PARIS: The international group that monitors money laundering worldwide said on Friday Iran had until February to complete reforms that would bring it into line with global norms or face consequences.
The Paris-based Financial Action Task Force said after a meeting of its members that it was disappointed that Tehran had acted on only nine out of 10 of its guidelines despite pledges to make the grade.
“We expect Iran to move swiftly to implement the commitments that it undertook at a high level so long ago,” said Marshall Billingslea, the US assistant Treasury Secretary for terrorist financing, after chairing an FATF meeting.
“In line with that, we expect that it will have adopted all of these measures by February. If by February 2019 Iran has not yet done so, then we will take further steps,” he said.

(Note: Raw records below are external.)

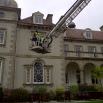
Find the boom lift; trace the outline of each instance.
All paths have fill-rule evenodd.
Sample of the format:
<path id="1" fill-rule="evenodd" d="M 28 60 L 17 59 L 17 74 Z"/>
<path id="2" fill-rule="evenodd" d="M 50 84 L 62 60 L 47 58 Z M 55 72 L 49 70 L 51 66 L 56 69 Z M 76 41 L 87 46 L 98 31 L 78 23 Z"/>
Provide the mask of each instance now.
<path id="1" fill-rule="evenodd" d="M 77 0 L 71 8 L 63 15 L 63 17 L 56 23 L 55 27 L 47 34 L 45 37 L 33 36 L 32 42 L 35 46 L 32 48 L 33 51 L 37 53 L 49 53 L 48 48 L 53 41 L 53 38 L 58 37 L 59 31 L 64 31 L 74 20 L 74 18 L 89 4 L 91 0 Z M 38 31 L 36 32 L 38 35 Z M 58 35 L 57 35 L 58 34 Z"/>

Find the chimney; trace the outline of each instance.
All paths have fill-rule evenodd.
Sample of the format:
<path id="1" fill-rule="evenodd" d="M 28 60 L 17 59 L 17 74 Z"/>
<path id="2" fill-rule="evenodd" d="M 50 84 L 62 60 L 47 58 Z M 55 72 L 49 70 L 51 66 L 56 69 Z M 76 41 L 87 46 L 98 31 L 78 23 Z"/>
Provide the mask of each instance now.
<path id="1" fill-rule="evenodd" d="M 53 16 L 53 14 L 48 14 L 47 15 L 47 17 L 46 17 L 47 24 L 52 24 L 52 16 Z"/>
<path id="2" fill-rule="evenodd" d="M 100 30 L 103 31 L 103 25 L 100 27 Z"/>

In the meantime, the FATF said it had decided to continue suspending counter-measures, which can go as far as limiting or even banning transactions with a country.
Iran’s parliament approved some new measures against funding terrorism earlier this month under pressure to adopt international standards. But FATF said that it could only consider fully enacted legislation.
Members of FATF had already given Tehran until this month to bring its laws against money-laundering and funding of terrorism up to its guidelines.
Otherwise, Iran risked being returned to a blacklist of non-compliant countries that makes foreign investors and banks reluctant to deal with it.
Britain, France and Germany are trying to keep some financial channels open to Iran after the US pulled out of a 2015 nuclear deal in May and re-imposed sanctions.
Analysts say that inclusion on the FATF’s blacklist could effectively make that all but impossible.